Las conspicuas donaciones de gaseosas con azúcar son un regalo envenenado y una fuente de demagogia fácil; tan fácil como la publicidad que logran. La FAO y el gobierno rechazan estas bebidas porque no nutren y producen obesidad y otros males. Pero ahí saltan los defensores de oficio y de pago: ¿Cómo negar al sediento una gaseosa regalada? ¿No es mejor Pepsi conocida que agua por conocer? ¿Quién se opone al óbolo misericordioso de los héroes de la comida basura? ¿Quién no lo agradece? Un reciente estudio de la Universidad de Harvard tiene la respuesta: “Existe una doble moral (…) al creer que la gente con menos recursos debería conformarse con menos, incluso si perjudica su salud o seguridad”. Las empresas que quieran colaborar de verdad deben ofrecer productos que ayuden a los consumidores. Agua envasada; no agua con colorines y azúcar. Bebederos públicos higiénicos. Y si no, fondos para que las comunidades adquieran lo que realmente necesitan. La meta ha de ser lo excelente, no lo menos malo. Los colombianos sabemos que el camino de mejor-es-malo-que-nada conduce al reino de la mediocridad y la corrupción en el que habitamos.

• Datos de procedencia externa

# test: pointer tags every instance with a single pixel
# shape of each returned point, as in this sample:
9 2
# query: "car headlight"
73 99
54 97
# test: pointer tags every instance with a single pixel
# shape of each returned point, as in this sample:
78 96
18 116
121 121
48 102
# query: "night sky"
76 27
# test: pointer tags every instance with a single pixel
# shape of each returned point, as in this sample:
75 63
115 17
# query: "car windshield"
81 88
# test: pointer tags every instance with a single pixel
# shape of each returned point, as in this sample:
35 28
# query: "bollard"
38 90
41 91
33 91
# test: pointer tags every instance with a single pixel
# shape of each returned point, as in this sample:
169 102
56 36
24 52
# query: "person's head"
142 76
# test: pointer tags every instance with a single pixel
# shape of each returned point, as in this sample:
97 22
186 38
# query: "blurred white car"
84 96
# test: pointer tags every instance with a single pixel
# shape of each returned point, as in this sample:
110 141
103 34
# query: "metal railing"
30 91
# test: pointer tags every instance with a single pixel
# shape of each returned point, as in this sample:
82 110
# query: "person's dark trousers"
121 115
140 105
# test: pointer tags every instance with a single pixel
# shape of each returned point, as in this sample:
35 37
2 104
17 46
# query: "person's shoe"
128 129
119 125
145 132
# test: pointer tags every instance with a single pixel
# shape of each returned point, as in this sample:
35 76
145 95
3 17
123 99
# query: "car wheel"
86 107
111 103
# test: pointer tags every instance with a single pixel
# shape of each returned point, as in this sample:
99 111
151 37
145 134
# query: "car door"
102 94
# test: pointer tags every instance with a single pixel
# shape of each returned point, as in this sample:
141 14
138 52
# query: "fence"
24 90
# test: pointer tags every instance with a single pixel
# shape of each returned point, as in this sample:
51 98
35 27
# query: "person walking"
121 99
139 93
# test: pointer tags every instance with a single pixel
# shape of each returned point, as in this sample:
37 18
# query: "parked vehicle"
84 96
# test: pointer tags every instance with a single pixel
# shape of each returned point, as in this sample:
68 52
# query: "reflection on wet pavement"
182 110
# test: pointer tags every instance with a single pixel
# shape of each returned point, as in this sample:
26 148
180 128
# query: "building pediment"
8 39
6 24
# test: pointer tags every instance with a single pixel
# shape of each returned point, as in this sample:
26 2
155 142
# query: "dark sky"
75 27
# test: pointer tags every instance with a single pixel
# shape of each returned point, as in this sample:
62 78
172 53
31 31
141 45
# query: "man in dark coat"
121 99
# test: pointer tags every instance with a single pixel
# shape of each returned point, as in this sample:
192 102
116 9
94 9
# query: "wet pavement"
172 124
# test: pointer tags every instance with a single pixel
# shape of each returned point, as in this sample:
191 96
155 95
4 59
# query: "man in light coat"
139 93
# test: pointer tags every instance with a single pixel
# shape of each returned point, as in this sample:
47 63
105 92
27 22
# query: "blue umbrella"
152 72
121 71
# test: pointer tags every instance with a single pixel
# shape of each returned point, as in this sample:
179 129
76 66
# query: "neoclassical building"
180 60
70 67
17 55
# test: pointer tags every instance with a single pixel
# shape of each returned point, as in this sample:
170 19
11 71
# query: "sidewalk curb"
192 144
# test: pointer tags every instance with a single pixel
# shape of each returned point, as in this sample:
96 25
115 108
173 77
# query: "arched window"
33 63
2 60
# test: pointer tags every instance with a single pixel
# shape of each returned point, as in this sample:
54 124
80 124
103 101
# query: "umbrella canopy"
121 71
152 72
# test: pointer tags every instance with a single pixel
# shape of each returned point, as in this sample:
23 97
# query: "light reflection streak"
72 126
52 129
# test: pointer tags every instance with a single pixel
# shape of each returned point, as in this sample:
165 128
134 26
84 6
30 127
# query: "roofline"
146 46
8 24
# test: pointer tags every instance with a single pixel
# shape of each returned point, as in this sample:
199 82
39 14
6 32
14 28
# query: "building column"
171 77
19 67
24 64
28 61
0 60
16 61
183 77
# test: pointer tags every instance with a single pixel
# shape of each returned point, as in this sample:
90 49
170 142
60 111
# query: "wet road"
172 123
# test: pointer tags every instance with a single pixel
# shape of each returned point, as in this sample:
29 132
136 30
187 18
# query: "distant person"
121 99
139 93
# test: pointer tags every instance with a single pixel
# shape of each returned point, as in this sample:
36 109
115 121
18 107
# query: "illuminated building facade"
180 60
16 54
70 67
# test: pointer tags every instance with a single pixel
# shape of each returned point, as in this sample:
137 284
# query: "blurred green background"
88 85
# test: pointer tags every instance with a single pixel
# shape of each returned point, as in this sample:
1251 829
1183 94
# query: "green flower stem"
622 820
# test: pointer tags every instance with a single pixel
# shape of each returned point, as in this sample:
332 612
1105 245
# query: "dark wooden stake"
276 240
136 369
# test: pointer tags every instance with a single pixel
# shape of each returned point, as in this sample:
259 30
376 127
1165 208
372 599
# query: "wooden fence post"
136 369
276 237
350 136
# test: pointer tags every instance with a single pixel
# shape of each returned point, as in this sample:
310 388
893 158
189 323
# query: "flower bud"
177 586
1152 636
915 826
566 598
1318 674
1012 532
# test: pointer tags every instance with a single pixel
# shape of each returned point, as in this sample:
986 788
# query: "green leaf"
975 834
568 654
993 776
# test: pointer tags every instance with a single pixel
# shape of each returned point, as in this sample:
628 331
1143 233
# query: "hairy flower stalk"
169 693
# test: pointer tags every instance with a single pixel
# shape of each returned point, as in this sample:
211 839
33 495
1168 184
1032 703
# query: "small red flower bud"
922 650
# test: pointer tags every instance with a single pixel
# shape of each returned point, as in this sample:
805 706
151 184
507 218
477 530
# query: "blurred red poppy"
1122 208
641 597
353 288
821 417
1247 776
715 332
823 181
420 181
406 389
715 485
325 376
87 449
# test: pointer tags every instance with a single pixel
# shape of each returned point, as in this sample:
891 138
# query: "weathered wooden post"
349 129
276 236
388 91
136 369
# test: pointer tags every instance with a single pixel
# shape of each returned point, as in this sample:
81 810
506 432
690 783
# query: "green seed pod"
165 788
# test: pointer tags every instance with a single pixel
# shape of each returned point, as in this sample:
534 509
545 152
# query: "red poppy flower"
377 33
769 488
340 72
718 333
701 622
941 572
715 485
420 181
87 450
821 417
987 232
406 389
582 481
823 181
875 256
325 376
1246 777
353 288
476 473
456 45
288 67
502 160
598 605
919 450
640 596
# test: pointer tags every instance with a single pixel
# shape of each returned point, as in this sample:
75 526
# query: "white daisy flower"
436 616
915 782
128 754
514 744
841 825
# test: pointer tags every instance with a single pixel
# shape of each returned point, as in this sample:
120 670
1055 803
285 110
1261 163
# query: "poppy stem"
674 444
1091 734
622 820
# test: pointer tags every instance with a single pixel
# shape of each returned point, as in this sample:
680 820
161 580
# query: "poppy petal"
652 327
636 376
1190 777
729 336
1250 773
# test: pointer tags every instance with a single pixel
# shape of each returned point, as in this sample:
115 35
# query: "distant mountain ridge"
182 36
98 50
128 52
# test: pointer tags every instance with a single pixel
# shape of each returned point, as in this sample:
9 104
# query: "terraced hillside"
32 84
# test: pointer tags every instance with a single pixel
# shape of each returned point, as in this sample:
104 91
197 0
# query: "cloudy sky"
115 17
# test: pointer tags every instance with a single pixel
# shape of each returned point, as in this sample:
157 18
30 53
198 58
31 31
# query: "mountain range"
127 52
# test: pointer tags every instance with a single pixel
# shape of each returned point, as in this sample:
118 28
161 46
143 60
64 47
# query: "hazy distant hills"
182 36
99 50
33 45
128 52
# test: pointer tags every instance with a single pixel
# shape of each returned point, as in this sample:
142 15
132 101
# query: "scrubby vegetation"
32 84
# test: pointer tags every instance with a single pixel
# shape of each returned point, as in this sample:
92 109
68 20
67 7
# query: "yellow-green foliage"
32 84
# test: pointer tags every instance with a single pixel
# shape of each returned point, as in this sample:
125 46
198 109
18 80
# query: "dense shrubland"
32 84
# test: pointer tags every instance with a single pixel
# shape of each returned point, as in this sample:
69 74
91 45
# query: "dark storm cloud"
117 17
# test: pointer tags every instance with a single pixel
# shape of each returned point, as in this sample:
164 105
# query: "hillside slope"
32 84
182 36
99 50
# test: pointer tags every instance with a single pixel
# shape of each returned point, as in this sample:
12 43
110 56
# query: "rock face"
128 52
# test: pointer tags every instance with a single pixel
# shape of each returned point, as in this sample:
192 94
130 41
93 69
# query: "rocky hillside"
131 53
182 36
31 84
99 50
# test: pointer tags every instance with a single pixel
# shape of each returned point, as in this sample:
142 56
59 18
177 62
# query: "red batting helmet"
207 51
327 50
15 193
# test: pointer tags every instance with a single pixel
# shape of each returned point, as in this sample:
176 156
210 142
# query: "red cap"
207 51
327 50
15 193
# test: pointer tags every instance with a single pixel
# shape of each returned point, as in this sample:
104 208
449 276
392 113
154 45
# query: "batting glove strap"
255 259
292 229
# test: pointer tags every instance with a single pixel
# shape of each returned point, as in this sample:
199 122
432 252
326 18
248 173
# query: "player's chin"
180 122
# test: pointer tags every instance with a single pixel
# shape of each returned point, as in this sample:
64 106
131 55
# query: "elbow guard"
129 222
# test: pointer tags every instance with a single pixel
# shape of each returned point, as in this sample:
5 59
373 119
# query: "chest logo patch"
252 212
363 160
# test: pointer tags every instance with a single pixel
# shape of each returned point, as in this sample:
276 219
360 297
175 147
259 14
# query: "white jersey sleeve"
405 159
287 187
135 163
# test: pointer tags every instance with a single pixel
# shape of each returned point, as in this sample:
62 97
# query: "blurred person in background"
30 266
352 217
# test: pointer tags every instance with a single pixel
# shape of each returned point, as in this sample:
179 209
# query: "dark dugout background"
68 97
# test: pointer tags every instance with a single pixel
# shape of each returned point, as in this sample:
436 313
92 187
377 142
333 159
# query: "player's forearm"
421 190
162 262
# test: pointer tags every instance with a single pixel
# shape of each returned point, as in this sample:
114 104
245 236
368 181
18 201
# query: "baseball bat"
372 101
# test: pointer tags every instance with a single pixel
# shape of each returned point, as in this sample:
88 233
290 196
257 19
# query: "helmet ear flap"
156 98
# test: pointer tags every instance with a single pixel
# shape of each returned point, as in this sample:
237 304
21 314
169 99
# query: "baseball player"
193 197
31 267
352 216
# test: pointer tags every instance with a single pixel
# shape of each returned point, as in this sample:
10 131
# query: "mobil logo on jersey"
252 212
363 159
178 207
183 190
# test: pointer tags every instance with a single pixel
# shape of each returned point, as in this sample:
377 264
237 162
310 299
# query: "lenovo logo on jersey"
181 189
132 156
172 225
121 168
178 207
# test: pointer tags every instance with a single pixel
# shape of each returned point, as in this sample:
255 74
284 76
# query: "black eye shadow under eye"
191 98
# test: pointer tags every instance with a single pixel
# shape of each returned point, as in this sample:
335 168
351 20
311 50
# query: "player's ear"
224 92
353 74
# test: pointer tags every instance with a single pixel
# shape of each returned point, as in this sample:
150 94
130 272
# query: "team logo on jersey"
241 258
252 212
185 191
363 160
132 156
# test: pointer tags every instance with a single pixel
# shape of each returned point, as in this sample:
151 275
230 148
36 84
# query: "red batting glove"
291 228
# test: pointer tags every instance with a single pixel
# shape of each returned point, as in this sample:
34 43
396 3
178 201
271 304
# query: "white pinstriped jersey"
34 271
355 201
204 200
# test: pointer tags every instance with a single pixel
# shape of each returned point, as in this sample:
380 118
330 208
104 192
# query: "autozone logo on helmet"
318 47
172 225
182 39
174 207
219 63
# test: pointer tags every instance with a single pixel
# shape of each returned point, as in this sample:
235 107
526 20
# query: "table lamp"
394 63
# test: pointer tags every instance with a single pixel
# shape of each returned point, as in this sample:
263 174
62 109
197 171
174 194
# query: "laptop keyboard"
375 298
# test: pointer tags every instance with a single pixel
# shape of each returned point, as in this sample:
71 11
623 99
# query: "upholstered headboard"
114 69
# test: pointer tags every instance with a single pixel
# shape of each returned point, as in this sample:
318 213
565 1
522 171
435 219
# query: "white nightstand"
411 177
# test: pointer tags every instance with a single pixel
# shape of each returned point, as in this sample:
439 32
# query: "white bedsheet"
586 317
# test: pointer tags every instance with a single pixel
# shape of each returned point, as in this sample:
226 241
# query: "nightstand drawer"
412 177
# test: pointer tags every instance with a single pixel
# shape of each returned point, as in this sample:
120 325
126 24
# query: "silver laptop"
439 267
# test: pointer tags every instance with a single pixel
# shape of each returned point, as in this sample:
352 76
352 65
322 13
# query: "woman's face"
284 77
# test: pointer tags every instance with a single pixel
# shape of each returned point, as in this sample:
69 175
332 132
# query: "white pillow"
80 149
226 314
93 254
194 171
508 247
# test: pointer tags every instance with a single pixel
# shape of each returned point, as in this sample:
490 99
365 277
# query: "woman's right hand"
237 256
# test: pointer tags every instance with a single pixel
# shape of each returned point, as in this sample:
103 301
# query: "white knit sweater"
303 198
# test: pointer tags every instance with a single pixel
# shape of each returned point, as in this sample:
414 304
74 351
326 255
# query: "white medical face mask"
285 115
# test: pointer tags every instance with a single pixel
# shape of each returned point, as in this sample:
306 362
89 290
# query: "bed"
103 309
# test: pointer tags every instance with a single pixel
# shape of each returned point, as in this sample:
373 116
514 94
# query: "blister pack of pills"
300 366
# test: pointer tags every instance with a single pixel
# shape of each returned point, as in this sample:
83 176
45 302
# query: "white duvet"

Una misión para la vicepresidenta

Nadie sabe qué hacer con la vicepresidencia, y por eso a la exministra de Defensa Martha Lucia Ramírez le cuelgan funciones como guirnaldas. Ninguna es indispensable: asesorar, coordinar, presidir, coadyuvar… Si quieren que gane real importancia, libérenla de tanta bagatela y dedíquenla, con el apoyo necesario y de tiempo completo, a dirigir y coordinar la protección de los líderes sociales y exguerrilleros y a velar por que se investiguen y castiguen los crímenes de que son víctimas. El Gobierno no puede seguir indiferente ante la incesante matanza de valerosos e indefensos ciudadanos del común, mucho más merecedores del título de héroes que la Pepiscola.